Zimbabwe passed on a statement to the media explaining why they were wearing black armbands during their World Cup match against Namibia on February 10, 2003

Cricket’s popularity has always allowed players to stand up for the ideals they believed in. From the more recent “Pro-Palestine” one to the 2003 ODI World Cup’s famous “Death of Democracy”, the millions of eyes on a cricket match have often been used to highlight the humanitarian plights worldwide.

Zimbabwe legend Andy Flower’s decision to uphold Zimbabwe’s sad state was triggered when his friend Nigel Huff showed him the absolute massacre of his farm caused by the country’s land reform. Robert Mugabe’s authoritarian government had existed since 1980 but it had turned almost tyrannical in the 2000s and a public figure had to step up.

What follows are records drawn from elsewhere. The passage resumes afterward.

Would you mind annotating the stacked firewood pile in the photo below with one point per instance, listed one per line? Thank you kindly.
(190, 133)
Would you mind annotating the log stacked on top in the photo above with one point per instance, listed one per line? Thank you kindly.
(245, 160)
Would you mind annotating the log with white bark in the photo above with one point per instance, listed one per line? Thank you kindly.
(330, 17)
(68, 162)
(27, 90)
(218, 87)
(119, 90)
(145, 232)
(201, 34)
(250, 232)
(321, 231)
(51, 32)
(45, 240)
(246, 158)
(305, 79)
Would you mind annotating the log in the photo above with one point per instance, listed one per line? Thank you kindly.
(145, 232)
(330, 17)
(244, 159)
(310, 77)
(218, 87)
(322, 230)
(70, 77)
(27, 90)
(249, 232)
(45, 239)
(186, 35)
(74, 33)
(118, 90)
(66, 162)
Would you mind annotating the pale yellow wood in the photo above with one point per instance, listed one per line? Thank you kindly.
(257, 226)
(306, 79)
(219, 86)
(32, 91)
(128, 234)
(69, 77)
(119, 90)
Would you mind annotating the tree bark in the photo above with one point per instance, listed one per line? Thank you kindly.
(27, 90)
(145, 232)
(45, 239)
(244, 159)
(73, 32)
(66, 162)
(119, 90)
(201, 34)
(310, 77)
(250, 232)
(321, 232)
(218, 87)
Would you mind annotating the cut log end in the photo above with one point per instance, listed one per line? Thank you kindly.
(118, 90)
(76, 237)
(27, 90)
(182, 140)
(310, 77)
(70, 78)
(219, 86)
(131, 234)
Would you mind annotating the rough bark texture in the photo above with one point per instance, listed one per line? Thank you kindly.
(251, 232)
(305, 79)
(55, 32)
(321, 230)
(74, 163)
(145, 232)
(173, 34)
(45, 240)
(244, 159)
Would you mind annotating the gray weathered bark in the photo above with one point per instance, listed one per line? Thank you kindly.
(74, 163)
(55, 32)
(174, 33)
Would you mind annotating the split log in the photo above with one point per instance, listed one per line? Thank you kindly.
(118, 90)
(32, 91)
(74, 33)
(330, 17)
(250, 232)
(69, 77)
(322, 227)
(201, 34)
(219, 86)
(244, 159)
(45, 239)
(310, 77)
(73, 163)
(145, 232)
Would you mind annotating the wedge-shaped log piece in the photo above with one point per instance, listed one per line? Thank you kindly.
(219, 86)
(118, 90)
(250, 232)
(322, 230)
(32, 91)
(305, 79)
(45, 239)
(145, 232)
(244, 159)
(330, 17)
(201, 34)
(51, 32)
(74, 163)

Flower approached Henry Olonga before making a decision because he believed his compatriot had "the courage of his convictions to take a stand". Apart from that, Flower also thought a compatriot from another race would really take the point home. 

"I also thought the fact that it would be one white Zimbabwean and one black one operating together gave the message the most eloquent balance," Flower had explained in an interview with BBC Radio 5 Live programme.

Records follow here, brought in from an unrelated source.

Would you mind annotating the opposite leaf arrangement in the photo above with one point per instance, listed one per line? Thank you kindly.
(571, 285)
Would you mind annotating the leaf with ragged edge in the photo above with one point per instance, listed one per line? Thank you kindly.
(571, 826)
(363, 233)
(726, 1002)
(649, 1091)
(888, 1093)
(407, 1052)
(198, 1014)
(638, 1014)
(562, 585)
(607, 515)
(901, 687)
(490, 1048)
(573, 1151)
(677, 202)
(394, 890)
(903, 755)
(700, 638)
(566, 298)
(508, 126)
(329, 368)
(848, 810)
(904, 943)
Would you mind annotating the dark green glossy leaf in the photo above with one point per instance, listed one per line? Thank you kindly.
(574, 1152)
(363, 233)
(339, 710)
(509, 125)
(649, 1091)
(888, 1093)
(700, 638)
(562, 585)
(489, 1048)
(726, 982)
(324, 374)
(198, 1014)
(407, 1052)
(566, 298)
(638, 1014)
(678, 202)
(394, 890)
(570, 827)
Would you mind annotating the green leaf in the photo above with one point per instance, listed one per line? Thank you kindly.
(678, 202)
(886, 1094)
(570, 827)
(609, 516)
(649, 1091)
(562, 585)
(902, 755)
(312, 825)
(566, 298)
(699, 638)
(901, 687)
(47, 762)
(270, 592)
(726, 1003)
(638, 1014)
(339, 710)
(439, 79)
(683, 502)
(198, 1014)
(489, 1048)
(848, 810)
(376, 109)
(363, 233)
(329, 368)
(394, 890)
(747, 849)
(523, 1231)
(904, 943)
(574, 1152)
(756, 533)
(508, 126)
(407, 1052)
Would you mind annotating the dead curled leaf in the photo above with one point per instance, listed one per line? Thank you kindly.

Consequently, Zimbabwe passed on a statement to the media explaining why they were wearing black armbands during their World Cup match against Namibia on February 10, 2003. 

The statement read, “Although we are just professional cricketers, we do have a conscience and feelings. We believe that if we remain silent that will be taken as a sign that either we do not care or we condone what is happening in Zimbabwe. We believe that it is important to stand up for what is right. In doing so we are making a silent plea to those responsible to stop the abuse of human rights in Zimbabwe."

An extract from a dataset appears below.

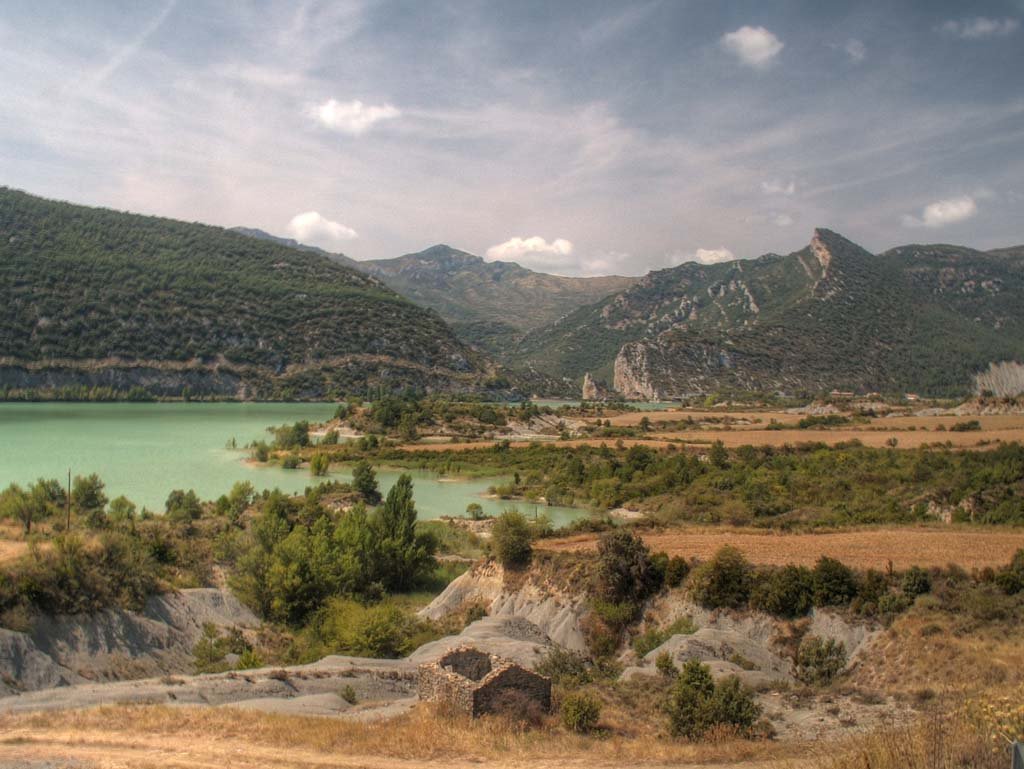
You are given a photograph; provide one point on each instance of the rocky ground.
(71, 663)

Unfortunately, both Flower and Olonga knew there would be consequences although the extent of it was still unknown to them. It was a given that the players’ cricket career would be over but fast bowler Olonga believed he could still live in his country after the protest. 

"I had in my own naivety thought I could carry on in Zimbabwe - maybe my career would come to an end but I could still live there. But that all changed when I got death threats two or three weeks after the World Cup. I realized the game was up," Olonga would reveal.

The press, quite expectedly, made Flower and Olonga heroes overnight but the news wasn’t perceived lightly by the citizens. While the government’s unhappiness was expected, what stumped Olonga was the mixed reaction of the citizens.

“I look back on the black armband and the very people that we were trying to help, the subjugated, oppressed and downtrodden, these were the very people who turned against me. I felt vilified by my own people,“ an upset Olonga had told AFP in an interview.

While both Olonga and Flower were stripped of their Zimbabwe citizenship and both couldn’t return to the country ever again, Flower still played Essex in England and coached the England cricket team in the following years. Olonga, however, had to leave the game altogether.

He eventually married physical education teacher Tara Read in England and settled in Australia with children.